Un risque pris pour éviter les conséquences d’une baisse de valorisation

En fin de compte, l’IPO de ServiceTitan illustre les risques que certaines startups ont dû prendre pour traverser la crise du financement qui a suivi les années fastes des taux zéro. Accepter des clauses de protection complexes pour les investisseurs permettait d’éviter une baisse de valorisation officielle et ses conséquences en termes d’image et de moral des troupes.

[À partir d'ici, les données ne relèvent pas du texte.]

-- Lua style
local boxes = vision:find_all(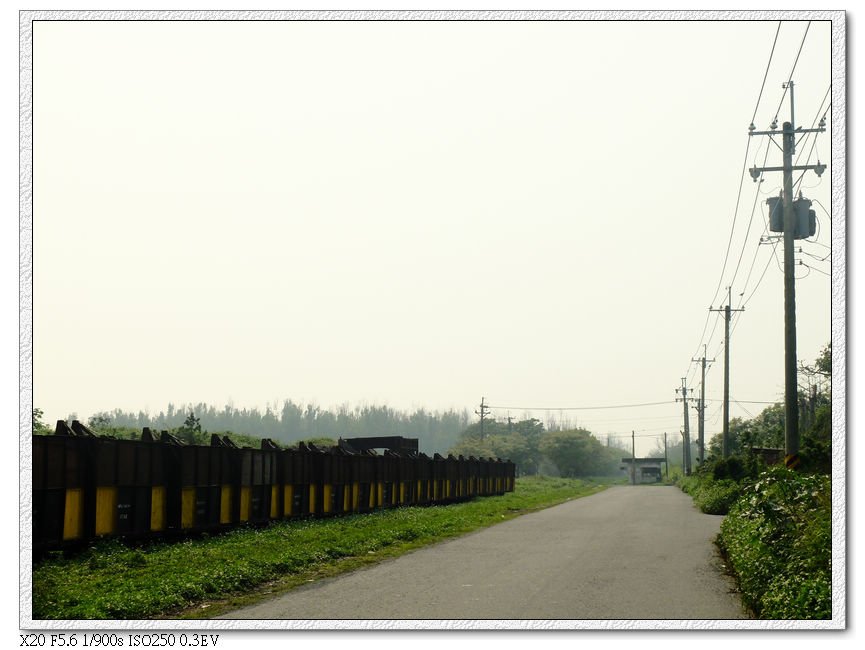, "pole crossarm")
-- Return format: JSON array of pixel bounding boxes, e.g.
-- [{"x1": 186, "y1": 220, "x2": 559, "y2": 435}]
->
[
  {"x1": 748, "y1": 163, "x2": 826, "y2": 182},
  {"x1": 748, "y1": 127, "x2": 826, "y2": 135}
]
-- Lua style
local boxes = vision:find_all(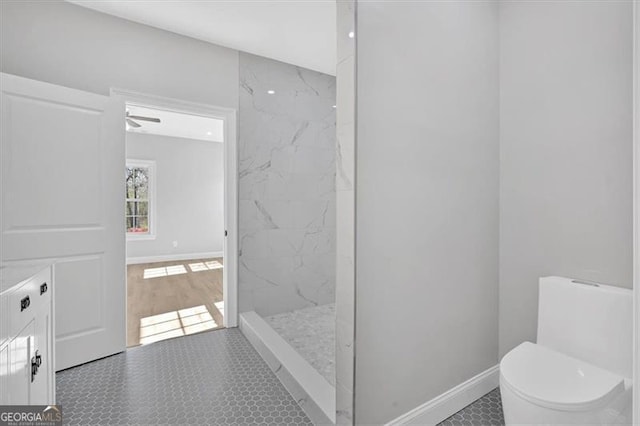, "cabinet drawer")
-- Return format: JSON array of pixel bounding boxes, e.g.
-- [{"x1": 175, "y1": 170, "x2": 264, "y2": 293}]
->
[
  {"x1": 6, "y1": 268, "x2": 52, "y2": 336},
  {"x1": 0, "y1": 291, "x2": 9, "y2": 346}
]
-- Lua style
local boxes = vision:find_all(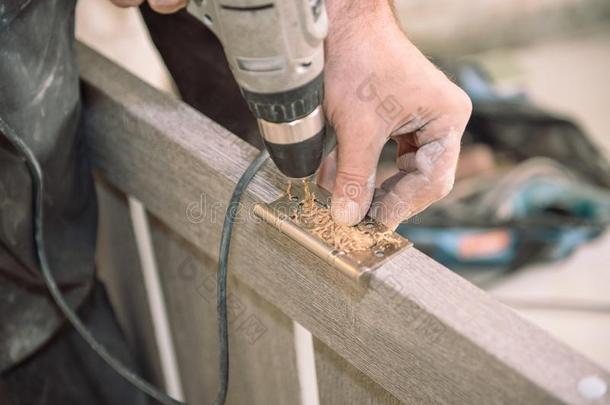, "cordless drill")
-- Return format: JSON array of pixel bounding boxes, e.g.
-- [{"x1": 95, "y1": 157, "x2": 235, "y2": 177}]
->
[{"x1": 188, "y1": 0, "x2": 328, "y2": 178}]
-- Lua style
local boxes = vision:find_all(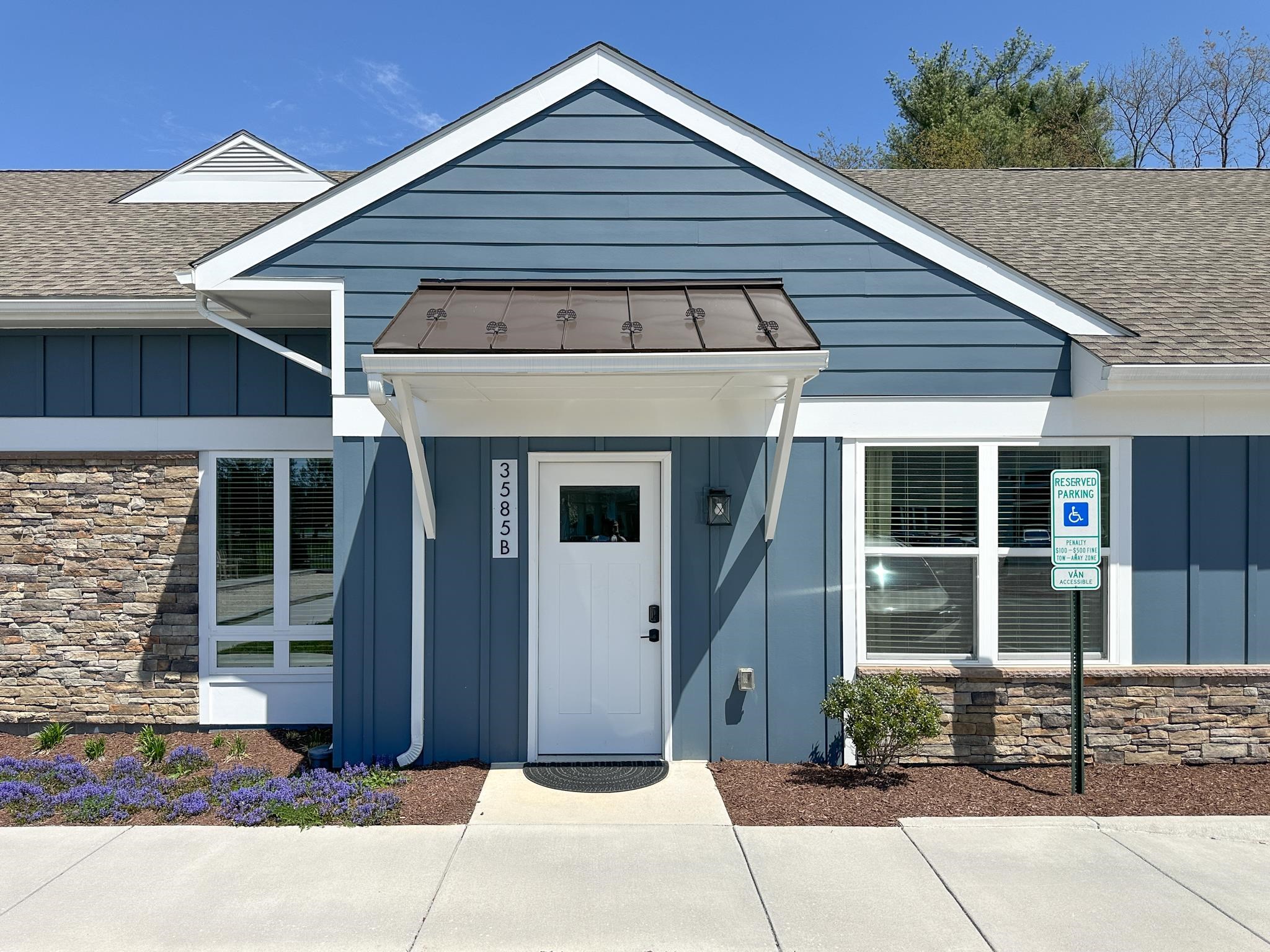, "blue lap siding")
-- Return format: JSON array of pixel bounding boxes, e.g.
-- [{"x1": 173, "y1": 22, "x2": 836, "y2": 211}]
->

Mais ces tactiques ne font souvent que repousser le problème. Quand vient le moment d’entrer en bourse et de révéler ces conditions dans les documents officiels, la situation peut devenir intenable. Les startups se retrouvent alors prises en tenaille entre pression à la hausse sur le prix d’introduction et risque de forte dilution.

Il sera intéressant de voir si l’IPO de ServiceTitan sera finalement un succès malgré ces handicaps et si cela suffira à relancer un marché des IPO tech atone. Une chose est sûre : lors des prochaines introductions en bourse, les observateurs seront très attentifs aux conditions des derniers tours de table qui pourraient se cacher dans les documents S-1.